実はこの作中にはあと二人、外見的な症状を呼び名にされている人物が登場する。「あばた」と「片目」。二人とも「黒い兄弟」と対立する街の不良少年グループ、「狼団」のメンバーである。しかしたかだか気に入らない相手にあっかんべをしてみせるような子どもたち。そのことを考えると外見的な症状を呼び名にすることが、そのまま「悪」をイメージさせる手法として用いられているとは考えにくい。その他にも「身体の大きい」「ちびの」「赤毛」など身体的特徴が呼び名の一部や全部となっている登場人物は多いのである。これはもう単純に、最初の一目でいちばんに残る印象をそのまま呼び名にしてしまう感性の持ち主を主人公に据えた、ということなのだろう。

それでは、3人もの人物が作中で症状を持っていること自体はどうだろうか。実は、この3人、助けたり助けられたりしながらも、とりあえず一度は全員主人公のジョルジョと敵対している。少年文学らしく子どもたちは後に和解するが、何故「片目」が「黒い兄弟」ではいけなかったのだろうか。
本来なら自分の家庭で暮らす「狼団」の少年たちより、普段危険な仕事を強いられている「黒い兄弟」たちの方が余程外見に損傷を受けやすい状況にあるだろう。

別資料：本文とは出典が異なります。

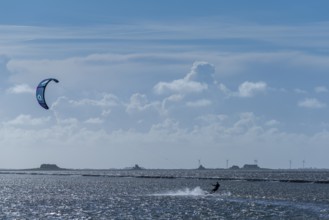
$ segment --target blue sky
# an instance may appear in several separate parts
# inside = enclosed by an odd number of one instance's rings
[[[328,4],[1,1],[0,168],[329,168]]]

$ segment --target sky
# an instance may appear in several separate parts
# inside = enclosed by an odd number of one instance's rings
[[[0,168],[329,168],[328,7],[3,0]]]

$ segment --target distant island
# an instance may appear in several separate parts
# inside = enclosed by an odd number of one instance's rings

ふと、3人は何故症状を抱えるようになったのか、を考えてみた。危ないことにやたら手をそめていそうな「ほお傷の男」はともかくとして、「片目」は残酷な事故にでもあったか。「あばた」は? 天然痘も根絶していない時代の話である・・・。そう考えた時、そうか、「怖い」んだ、と思い至った。残酷な症状を残す体験は、怖い。そしてそれをくぐり抜けてきた人間にも何か人は恐れのようなものを抱くのではなかろうか。それなら3人の症状は、作家が少年少女である読者に主人公の敵を怖がらせるために設定したものなのかもしれない。

何を今更、とも言われそうだが、今まで数々の作家が悪人に傷を負わせてきた目的の多くが読者に「恐れ」を植えつけることであったとしたら。「恐れ」とは本来誰もが自分の中でねじ伏せたいもの。勿論人の感情はひとつだけの思いに支配されるものではないので他人の傷を目にする人の思いは複雑だろう。それでも持っている症状ゆえに対人関係に悩む時、それが相手の心の本来ねじ伏せたい思いによっているものであったなら。そこに突破口を見出そうとするのは決して無謀なことではないはずである。いつもやたらと「頑張って」なぞと言われてしまいがちなのが外見に違いを持つ人間。だけどたまには怖がる相手に「頑張って」と反対にエールを送ってみるのもいいかもしれない。